Luke Andreski is author of Short Conversations: During the Plague (2020), Intelligent Ethics (2019) and Ethical Intelligence (2019). His next book, Short Conversations: During the Storm, is out this Autumn.

You can connect with Luke on LinkedIn, https://uk.linkedin.com/in/luke-andreski-ethics, on WordPress,  https://lukeandreski.wordpress.com/, or via EthicalRenewal on Twitter https://twitter.com/EthicalRenewal.


3 thought on “A short conversation about propaganda”
  1. I really enjoyed reading this Luke, as always with your work leaves those who read wanting more!
    Whilst making my film ( LIBERTY ) about the Uk Civil Rights movement from a Queer, Feminist and Working Class perspective to tell history truthfully, not from a smoke-filled room perspective, but as History WAS and should be told, as so much has been whitewashed to meet the elite acceptability of who is worthy of a place in history.
    Making a film to address so much of our history being whitewashed I have been amazed at numbers on the left that have asked me to remove, delete, not include people they don’t approve which is the same style of the whitewash of history that has made me make the film.
    Left or Right, should we not as filmmakers be able to tell History as truthfully with heroes and villians and honestly as we can, without fear or favour?.
    otherwise, is not everything we do just PROPAGANDA?

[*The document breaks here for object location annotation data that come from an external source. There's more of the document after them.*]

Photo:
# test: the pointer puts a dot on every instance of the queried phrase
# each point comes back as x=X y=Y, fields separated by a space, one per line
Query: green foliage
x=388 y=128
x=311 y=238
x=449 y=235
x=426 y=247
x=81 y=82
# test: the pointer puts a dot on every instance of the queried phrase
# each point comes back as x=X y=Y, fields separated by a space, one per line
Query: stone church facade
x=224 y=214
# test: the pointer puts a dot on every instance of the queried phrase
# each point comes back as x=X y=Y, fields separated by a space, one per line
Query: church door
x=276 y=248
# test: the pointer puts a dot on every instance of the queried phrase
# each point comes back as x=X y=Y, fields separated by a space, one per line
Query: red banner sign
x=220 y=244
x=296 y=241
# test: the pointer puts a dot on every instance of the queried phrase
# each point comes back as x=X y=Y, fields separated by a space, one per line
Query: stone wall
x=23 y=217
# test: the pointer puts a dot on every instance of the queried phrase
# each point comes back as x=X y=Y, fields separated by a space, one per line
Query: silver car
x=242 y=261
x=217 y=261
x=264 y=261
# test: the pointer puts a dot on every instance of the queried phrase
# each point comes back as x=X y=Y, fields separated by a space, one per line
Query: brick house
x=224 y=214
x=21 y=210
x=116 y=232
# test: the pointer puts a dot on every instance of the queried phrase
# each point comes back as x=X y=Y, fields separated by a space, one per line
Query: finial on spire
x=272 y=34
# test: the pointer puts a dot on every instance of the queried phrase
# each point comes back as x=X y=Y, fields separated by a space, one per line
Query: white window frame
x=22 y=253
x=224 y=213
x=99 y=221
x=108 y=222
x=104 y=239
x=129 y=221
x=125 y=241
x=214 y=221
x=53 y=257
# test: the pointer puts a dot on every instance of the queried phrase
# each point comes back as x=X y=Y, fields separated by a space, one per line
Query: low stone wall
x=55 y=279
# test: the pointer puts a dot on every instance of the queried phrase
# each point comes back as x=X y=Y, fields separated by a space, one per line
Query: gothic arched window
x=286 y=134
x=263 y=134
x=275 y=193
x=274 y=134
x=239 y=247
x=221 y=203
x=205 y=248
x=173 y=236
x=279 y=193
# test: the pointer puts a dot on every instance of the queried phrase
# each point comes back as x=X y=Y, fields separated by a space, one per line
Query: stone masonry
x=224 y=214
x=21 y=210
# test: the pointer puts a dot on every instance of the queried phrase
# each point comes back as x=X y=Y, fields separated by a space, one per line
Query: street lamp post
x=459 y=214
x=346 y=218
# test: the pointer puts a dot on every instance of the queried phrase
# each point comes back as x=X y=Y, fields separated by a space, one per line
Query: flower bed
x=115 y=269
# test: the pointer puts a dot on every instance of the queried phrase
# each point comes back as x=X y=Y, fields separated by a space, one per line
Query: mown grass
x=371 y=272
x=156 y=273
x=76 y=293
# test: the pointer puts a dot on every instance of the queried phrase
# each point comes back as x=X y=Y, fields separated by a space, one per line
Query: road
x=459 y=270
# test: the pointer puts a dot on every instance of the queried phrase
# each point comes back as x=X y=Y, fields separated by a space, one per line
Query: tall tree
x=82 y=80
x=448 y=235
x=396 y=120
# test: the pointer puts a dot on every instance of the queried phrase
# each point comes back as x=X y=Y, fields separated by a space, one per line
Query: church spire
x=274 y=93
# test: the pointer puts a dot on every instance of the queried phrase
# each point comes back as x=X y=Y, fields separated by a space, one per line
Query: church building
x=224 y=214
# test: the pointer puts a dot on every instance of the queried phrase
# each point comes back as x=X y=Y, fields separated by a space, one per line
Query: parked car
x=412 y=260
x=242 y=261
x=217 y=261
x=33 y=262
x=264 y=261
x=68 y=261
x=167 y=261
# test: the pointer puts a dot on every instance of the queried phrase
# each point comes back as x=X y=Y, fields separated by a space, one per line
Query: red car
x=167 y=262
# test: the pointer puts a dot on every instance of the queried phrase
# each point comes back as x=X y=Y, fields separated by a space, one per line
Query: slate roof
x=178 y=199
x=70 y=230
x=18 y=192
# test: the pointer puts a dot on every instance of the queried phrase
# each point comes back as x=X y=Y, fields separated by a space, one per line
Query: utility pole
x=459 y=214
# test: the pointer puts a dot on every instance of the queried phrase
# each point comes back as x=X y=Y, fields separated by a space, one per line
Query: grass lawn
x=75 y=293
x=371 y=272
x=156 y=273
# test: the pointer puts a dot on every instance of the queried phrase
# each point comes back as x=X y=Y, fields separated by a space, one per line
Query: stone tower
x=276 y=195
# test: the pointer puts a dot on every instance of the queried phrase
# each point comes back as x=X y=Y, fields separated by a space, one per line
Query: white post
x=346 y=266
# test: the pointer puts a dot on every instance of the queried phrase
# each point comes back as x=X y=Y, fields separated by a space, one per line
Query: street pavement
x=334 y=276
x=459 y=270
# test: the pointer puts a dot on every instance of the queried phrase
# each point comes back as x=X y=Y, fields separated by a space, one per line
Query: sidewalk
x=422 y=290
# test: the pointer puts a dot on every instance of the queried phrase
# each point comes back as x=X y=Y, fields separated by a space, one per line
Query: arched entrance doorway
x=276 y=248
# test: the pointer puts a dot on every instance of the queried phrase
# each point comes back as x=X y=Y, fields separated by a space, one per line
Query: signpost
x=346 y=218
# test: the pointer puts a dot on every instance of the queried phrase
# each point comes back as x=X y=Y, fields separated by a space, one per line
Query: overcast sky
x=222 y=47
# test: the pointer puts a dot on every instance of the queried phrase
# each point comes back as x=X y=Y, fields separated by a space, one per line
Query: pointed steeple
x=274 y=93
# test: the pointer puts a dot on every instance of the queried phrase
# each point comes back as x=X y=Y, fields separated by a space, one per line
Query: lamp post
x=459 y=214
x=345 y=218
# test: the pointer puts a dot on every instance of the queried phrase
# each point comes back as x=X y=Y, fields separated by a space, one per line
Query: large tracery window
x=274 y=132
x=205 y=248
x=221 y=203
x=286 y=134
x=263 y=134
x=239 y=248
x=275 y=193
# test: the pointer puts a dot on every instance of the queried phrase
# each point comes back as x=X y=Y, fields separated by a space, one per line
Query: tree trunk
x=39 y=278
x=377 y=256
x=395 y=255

    1. Thanks for taking the time to read this, Raymond, and for responding so generously. I totally agree with you point about letting in the whole picture and not indulging in propaganda of our own. I consider propaganda immoral because of its manipulative intent. As social democrats and progressives we should be looking not to manipulate others but to help them see aspects of our world that they may not have seen before, or ways of looking at the familiar which are new, important and perhaps even exciting.
      I think there’s a strong, moral case to be made for left-wing politics, and I don’t think we need to use the cynical techniques of the political right to make that case.